×
Community Blog OceanBase Rewriting Series: Subquery Promotion

OceanBase Rewriting Series: Subquery Promotion

Part 2 of the OceanBase Rewriting Series focuses on the strategy of rewriting subqueries in existential determination predicates into SEMI/ANTI JOIN.

Columnist Introduction

The OceanBase Optimizer Team, led by Xifeng (OceanBase Senior Technical Expert) and Shanwen (Technical Expert), is dedicated to building the world's leading distributed query optimizer.

Preface

In the previous article, we overviewed the OceanBase query rewriting practice. We briefly introduced the rewriting methods, the types of rewriting algorithms, the main issues when implementing each rewriting algorithm, and how multiple rewriting rules are organized in a rewriting framework. This article is the second in the SQL Rewriting Series, which mainly explains the subquery promotion. Using subqueries allows users to write complex SQL statements with clear meaning in a concise and clear manner. This feature is user-friendly but not database-friendly. From a database perspective, processing subqueries is inefficient. Database systems often try to rewrite SQL to improve the processing of subqueries and eliminate subqueries.

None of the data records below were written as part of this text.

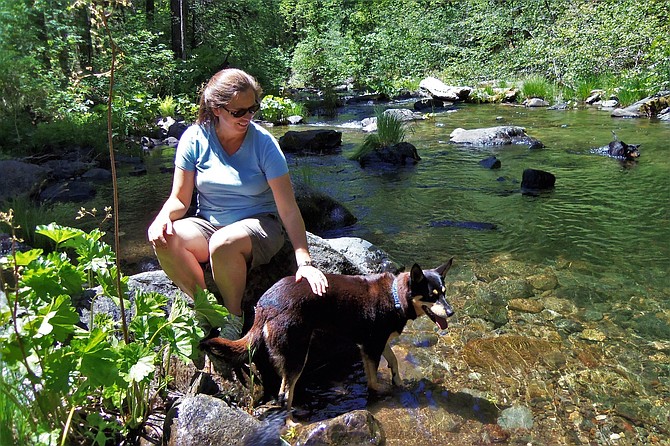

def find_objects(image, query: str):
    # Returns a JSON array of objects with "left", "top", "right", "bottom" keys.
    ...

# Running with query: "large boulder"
[
  {"left": 293, "top": 181, "right": 357, "bottom": 232},
  {"left": 449, "top": 126, "right": 543, "bottom": 147},
  {"left": 0, "top": 160, "right": 50, "bottom": 203},
  {"left": 278, "top": 129, "right": 342, "bottom": 155},
  {"left": 419, "top": 77, "right": 471, "bottom": 101}
]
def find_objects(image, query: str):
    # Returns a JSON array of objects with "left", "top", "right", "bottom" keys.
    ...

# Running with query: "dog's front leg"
[
  {"left": 360, "top": 351, "right": 385, "bottom": 392},
  {"left": 382, "top": 343, "right": 402, "bottom": 386}
]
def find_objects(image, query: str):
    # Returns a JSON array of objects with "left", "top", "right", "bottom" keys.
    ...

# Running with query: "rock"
[
  {"left": 479, "top": 156, "right": 501, "bottom": 169},
  {"left": 167, "top": 121, "right": 189, "bottom": 140},
  {"left": 278, "top": 129, "right": 342, "bottom": 155},
  {"left": 508, "top": 298, "right": 544, "bottom": 313},
  {"left": 38, "top": 180, "right": 97, "bottom": 203},
  {"left": 358, "top": 142, "right": 421, "bottom": 167},
  {"left": 449, "top": 126, "right": 542, "bottom": 147},
  {"left": 0, "top": 160, "right": 50, "bottom": 203},
  {"left": 497, "top": 405, "right": 534, "bottom": 430},
  {"left": 165, "top": 394, "right": 276, "bottom": 446},
  {"left": 81, "top": 168, "right": 113, "bottom": 182},
  {"left": 524, "top": 98, "right": 549, "bottom": 107},
  {"left": 293, "top": 181, "right": 357, "bottom": 231},
  {"left": 324, "top": 237, "right": 400, "bottom": 274},
  {"left": 528, "top": 271, "right": 558, "bottom": 291},
  {"left": 295, "top": 409, "right": 385, "bottom": 446},
  {"left": 419, "top": 77, "right": 471, "bottom": 101},
  {"left": 42, "top": 159, "right": 96, "bottom": 180},
  {"left": 521, "top": 168, "right": 555, "bottom": 193},
  {"left": 413, "top": 98, "right": 446, "bottom": 111}
]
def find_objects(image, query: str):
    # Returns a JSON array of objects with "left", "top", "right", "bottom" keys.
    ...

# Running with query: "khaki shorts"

Subqueries typically have two types of usage:

  1. It is used in some existential predicates, such as IN, EXISTS, ANY/ALL comparison, etc. The result of a subquery in such scenarios is a set.
  2. It is used to calculate a specific value. For example, it appears in SELECT to calculate a projection item. In such scenarios, the result of a subquery is a specific value.

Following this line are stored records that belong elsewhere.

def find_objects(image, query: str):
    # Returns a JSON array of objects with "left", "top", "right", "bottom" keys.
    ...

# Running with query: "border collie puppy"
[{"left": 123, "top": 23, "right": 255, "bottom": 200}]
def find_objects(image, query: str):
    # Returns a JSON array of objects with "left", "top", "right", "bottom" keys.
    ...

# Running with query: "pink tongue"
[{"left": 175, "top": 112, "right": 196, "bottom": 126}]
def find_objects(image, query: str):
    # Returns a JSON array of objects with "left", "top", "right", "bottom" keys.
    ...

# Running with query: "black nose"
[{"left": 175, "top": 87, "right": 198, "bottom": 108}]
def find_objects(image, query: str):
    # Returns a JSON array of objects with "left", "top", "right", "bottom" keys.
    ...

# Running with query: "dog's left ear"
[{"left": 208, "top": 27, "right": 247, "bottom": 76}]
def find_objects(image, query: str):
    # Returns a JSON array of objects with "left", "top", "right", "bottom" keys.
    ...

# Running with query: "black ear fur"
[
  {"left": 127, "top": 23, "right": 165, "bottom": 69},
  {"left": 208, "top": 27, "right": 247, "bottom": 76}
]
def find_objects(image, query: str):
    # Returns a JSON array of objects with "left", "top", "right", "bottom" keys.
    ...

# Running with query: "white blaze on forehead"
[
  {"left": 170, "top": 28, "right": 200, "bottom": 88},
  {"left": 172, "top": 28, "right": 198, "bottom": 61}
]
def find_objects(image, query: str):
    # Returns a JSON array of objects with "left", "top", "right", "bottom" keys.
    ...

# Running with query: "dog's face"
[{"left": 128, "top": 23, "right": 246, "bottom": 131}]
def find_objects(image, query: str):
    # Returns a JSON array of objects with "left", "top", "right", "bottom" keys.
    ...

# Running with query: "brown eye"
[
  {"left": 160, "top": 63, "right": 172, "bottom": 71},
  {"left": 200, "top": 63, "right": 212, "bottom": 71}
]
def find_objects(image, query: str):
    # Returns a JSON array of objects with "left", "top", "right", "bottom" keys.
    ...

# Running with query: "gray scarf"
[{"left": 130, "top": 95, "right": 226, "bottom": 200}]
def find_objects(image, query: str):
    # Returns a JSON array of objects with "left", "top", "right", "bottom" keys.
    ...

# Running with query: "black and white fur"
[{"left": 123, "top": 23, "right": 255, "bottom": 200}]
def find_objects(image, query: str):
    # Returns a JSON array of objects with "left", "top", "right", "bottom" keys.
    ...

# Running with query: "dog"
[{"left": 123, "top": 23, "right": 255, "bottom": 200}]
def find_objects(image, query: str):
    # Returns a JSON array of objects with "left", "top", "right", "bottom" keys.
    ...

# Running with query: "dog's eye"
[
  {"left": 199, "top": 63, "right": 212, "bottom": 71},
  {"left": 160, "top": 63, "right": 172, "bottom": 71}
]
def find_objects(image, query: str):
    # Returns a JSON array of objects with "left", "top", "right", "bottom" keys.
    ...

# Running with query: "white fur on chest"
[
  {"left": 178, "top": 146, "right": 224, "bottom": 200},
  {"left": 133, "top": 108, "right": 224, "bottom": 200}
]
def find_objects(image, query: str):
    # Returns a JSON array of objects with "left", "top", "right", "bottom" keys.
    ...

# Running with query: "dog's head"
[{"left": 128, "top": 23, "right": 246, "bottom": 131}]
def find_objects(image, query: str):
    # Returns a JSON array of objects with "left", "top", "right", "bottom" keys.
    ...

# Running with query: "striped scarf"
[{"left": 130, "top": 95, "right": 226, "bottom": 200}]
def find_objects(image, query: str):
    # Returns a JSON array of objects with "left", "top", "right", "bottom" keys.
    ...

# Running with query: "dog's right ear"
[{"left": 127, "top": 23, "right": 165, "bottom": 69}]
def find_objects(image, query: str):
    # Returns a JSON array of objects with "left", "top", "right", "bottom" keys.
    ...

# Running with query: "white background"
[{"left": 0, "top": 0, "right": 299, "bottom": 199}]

OceanBase uses different methods to rewrite these two subqueries.

This article will first introduce the rewrite strategy for the first type of subquery, which is the subquery that appears in the existential predicate.

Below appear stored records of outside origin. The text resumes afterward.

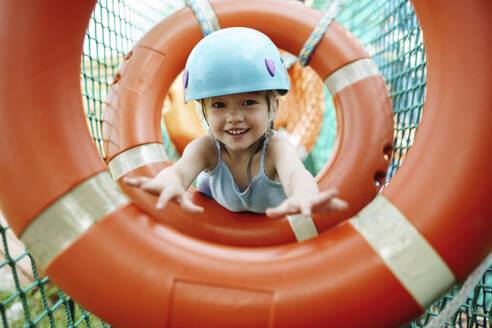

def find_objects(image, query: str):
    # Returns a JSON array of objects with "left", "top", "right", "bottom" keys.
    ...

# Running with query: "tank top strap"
[
  {"left": 211, "top": 134, "right": 222, "bottom": 162},
  {"left": 260, "top": 134, "right": 271, "bottom": 172}
]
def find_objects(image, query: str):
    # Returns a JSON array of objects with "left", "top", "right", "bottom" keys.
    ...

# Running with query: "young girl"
[{"left": 124, "top": 27, "right": 347, "bottom": 218}]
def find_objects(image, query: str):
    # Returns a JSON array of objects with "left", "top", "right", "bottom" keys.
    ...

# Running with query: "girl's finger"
[
  {"left": 180, "top": 196, "right": 204, "bottom": 214},
  {"left": 313, "top": 196, "right": 348, "bottom": 214},
  {"left": 316, "top": 189, "right": 339, "bottom": 203},
  {"left": 266, "top": 200, "right": 300, "bottom": 218},
  {"left": 328, "top": 198, "right": 349, "bottom": 211},
  {"left": 123, "top": 176, "right": 152, "bottom": 187},
  {"left": 141, "top": 183, "right": 162, "bottom": 195},
  {"left": 156, "top": 188, "right": 177, "bottom": 209},
  {"left": 300, "top": 203, "right": 312, "bottom": 216},
  {"left": 266, "top": 201, "right": 290, "bottom": 218}
]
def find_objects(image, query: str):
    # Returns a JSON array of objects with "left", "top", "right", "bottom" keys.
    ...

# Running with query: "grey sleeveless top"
[{"left": 196, "top": 136, "right": 287, "bottom": 213}]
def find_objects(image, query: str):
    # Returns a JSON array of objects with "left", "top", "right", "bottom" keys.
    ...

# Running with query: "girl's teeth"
[{"left": 228, "top": 129, "right": 246, "bottom": 135}]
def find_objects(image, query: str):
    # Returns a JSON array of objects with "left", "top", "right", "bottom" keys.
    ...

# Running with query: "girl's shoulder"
[
  {"left": 191, "top": 134, "right": 218, "bottom": 171},
  {"left": 264, "top": 132, "right": 293, "bottom": 179},
  {"left": 266, "top": 132, "right": 293, "bottom": 153},
  {"left": 193, "top": 133, "right": 217, "bottom": 148},
  {"left": 265, "top": 132, "right": 300, "bottom": 165}
]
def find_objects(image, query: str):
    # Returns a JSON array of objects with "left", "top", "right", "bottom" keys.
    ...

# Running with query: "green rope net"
[{"left": 0, "top": 0, "right": 490, "bottom": 327}]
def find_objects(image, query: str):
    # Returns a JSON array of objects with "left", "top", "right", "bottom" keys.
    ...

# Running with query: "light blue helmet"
[{"left": 183, "top": 27, "right": 290, "bottom": 103}]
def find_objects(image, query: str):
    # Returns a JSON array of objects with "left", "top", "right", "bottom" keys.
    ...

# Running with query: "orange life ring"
[
  {"left": 0, "top": 0, "right": 491, "bottom": 327},
  {"left": 103, "top": 1, "right": 394, "bottom": 246}
]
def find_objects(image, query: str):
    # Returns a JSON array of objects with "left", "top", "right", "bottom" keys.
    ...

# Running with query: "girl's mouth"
[{"left": 225, "top": 128, "right": 250, "bottom": 136}]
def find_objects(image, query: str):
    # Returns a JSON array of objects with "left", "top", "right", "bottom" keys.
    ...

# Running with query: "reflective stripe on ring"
[
  {"left": 186, "top": 0, "right": 221, "bottom": 36},
  {"left": 20, "top": 171, "right": 130, "bottom": 270},
  {"left": 324, "top": 58, "right": 381, "bottom": 96},
  {"left": 281, "top": 51, "right": 298, "bottom": 70},
  {"left": 287, "top": 214, "right": 319, "bottom": 242},
  {"left": 108, "top": 143, "right": 169, "bottom": 180},
  {"left": 349, "top": 194, "right": 456, "bottom": 308}
]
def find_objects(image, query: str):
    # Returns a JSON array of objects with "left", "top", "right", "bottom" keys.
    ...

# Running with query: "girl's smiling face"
[{"left": 204, "top": 91, "right": 274, "bottom": 153}]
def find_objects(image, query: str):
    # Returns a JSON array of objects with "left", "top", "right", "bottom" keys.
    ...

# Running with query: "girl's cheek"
[{"left": 207, "top": 117, "right": 221, "bottom": 128}]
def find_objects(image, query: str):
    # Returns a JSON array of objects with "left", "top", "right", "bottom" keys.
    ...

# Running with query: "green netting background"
[{"left": 0, "top": 0, "right": 490, "bottom": 327}]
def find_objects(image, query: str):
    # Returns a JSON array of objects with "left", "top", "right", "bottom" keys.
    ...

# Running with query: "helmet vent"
[
  {"left": 183, "top": 70, "right": 189, "bottom": 88},
  {"left": 265, "top": 58, "right": 276, "bottom": 77}
]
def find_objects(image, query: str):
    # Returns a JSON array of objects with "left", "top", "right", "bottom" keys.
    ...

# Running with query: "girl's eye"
[
  {"left": 243, "top": 100, "right": 257, "bottom": 106},
  {"left": 212, "top": 101, "right": 226, "bottom": 109}
]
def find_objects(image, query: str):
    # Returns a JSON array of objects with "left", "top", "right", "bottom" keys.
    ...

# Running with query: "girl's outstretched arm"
[
  {"left": 265, "top": 134, "right": 348, "bottom": 218},
  {"left": 124, "top": 135, "right": 215, "bottom": 214}
]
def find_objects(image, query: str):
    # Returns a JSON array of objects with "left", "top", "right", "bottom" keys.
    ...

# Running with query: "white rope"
[{"left": 424, "top": 251, "right": 492, "bottom": 328}]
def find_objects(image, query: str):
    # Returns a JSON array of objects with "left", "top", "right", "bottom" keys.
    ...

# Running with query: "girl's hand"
[
  {"left": 123, "top": 175, "right": 204, "bottom": 214},
  {"left": 265, "top": 188, "right": 348, "bottom": 218}
]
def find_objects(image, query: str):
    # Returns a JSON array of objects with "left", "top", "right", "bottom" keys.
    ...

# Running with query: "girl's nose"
[{"left": 226, "top": 108, "right": 244, "bottom": 122}]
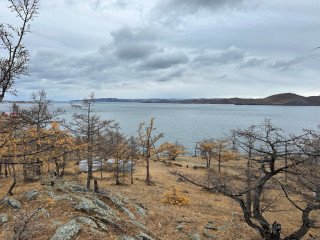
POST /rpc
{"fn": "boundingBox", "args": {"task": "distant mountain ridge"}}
[89,93,320,106]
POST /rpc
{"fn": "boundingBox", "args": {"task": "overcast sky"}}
[1,0,320,101]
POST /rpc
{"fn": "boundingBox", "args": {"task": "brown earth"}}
[0,156,320,240]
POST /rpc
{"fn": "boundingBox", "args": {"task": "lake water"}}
[1,102,319,154]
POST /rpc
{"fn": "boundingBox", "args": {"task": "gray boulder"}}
[0,213,8,225]
[0,197,21,209]
[74,197,96,213]
[25,190,40,200]
[204,224,217,231]
[189,234,201,240]
[136,232,154,240]
[50,220,81,240]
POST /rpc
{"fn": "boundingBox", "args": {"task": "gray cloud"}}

Existential determination predicates are common in SQL statements. It is mainly used to determine whether there are records that meet the conditions in a set or not. Let’s take the movie table MOVIES and the schedule table PLAY as examples. The following SQL Q1 uses a typical existential determination predicate EXISTS (SELECT ...).

-- Movie table
MOVIES(movie_id, movie_name, rate);
-- Schedule table
PLAY(movie_id, time, price)

-- Q1: Find out the movies that are scheduled in 19: 00. 
SELECT movie_name
FROM   MOVIES
WHERE  EXISTS (SELECT timeFROM   PLAY
               WHERE  PLAY.movie_id = MOVIES.movie_id
                      AND PLAY.time = '19:00'); 

If the calculation form of the subquery is maintained, you need to scan the schedule table to check whether there is a '19:00' film schedule for each movie in the above query. This process is similar to the NEST-LOOP JOIN process. The number of times a subquery is executed is equal to the number of rows read from the MOVIES table. OceanBase rewrites the preceding subquery into a join to enrich the space selected by the plan.

Subquery Promotion

OceanBase rewrites the preceding Q1 query to a format similar to Q2. This change is equivalent. The semantics of semi-join in Q2 is – for each row in the MOVIES, if it can be successfully joined with any row in the PLAY according to the PLAY.movie_id = MOVIES.movie_id AND PLAY.time = '19:00', the row will be output. Otherwise, it will not be output. Intuitively, the semantics of Q1 and Q2 are the same.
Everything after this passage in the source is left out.